El jefe de los samaritanos se levantó y me observó apoyándose en su bastón, con los labios entreabiertos y los ojos semicerrados, antes de apuntarme con la mano temblorosa.
—¡Hablo del personaje designado a veces como el perjuro y a veces como el sacerdote impío, que ha extraviado a una multitud de hombres para construir sobre la sangre una ciudad de vanidad en honor a su propia gloria! ¡Hablo del impío, del criminal, del que hace temblar la tierra sobre su base, hablo del guerrero de la cólera, del devastador y de su nación pecadora, de su pueblo cargado de crímenes, hablo de aquel que ha abandonado al Señor y despreciado al Santo de Israel, aquel de mente tan enferma que aún tiene que seguir golpeando, hablo del hijo del Dolor, del espíritu extraviado, del tirano clarividente, del burlón, hablo del que tiende las trampas y atrae al inocente al abismo, hablo del manipulador que se sirve del bien para satisfacer su deseo de venganza, y hablo de sus adeptos embriagados por sus supercherías, que se consagran eternamente a hacer el mal y a extender la nada! Hablo del que dedica su vida a tomar las de los demás. ¡Hablo del Asesino!

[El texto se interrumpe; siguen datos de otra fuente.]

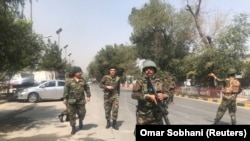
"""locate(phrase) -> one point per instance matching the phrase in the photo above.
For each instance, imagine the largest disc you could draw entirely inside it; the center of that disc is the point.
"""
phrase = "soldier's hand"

El jefe de los samaritanos volvió a sentarse y, con voz más débil, prosiguió:
—Ahora escuchadme, porque abriré vuestros ojos para haceros conocer y comprender las voluntades de Dios y elegir a aquel que más le ha complacido para que camine por sus vías y no yerre según los designios de los malos instintos y los excesos de la lujuria. ¡Los veladores celestes, los gigantes, los hijos de Noé han transgredido los Mandamientos y han provocado la cólera de Dios! En cambio, la Torá es ley, revelación y promesa, y tú, tú eres el Hijo de la Gracia, el Enviado de Dios, ¡y yo te he reconocido! Llegará el día en que sus crímenes serán vengados. Serán azotados por el terror, serán afligidos por calambres y dolores y se retorcerán como mujeres en el parto.
Miré a Jane, que permanecía inmóvil y petrificada ante ese hombre de otro tiempo.

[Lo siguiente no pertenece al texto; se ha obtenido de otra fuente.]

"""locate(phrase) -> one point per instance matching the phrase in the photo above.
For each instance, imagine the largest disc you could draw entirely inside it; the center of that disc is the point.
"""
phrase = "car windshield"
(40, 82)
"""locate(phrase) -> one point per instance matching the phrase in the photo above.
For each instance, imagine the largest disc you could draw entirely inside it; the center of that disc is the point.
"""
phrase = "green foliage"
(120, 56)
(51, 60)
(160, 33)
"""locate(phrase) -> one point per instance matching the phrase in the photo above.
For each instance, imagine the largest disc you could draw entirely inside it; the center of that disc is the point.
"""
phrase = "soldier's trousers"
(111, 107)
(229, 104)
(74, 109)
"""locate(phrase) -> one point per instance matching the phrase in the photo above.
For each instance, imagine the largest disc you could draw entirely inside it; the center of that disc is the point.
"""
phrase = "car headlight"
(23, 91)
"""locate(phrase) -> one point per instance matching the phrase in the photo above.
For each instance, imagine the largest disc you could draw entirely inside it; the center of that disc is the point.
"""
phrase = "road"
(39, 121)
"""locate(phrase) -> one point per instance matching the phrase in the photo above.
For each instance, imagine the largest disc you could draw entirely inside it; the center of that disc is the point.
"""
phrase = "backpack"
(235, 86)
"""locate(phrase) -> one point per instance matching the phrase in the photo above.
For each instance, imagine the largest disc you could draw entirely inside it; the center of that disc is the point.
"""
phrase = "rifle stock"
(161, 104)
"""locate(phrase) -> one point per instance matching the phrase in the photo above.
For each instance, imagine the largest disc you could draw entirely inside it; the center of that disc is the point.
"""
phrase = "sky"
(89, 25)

—De modo que el profesor Ericson vino a visitarte —respondí.
—Tú también —dijo el anciano—, tú también quieres saber…
—Sí, quiero saber. Si me has reconocido, tienes que decírmelo todo.
El anciano me observó con rostro inexpresivo. Luego su voz se dulcificó.
—Ese hombre vino a vivir entre nosotros para estudiar nuestros textos. Le abrimos nuestro scriptorium y nuestro armario sagrado. Así fue como descubrió el Pergamino de Plata y volvió para pedirnos que se lo diéramos.
—¿Qué contiene el Pergamino de Plata? —pregunté.
—Un texto que estaba custodiado en un lugar conocido sólo por nosotros. Teníamos prohibido leerlo antes de la llegada del Mesías. ¡El profesor Ericson volvió trayéndonos la noticia!
Calló un momento y prosiguió:
—Nosotros tenemos cuatro principios de fe. Un Dios: el Dios de Israel. Un profeta: Moisés. Una creencia: la Torá. Un lugar sagrado: el monte Garizim. Pero a ellos hay que añadir el Día de la Venganza y de la Devolución: el Fin de los Tiempos, cuando el Thaeb, el hijo de José, el profeta, será revelado. ¡Y el profesor nos dijo que el Thaeb había llegado!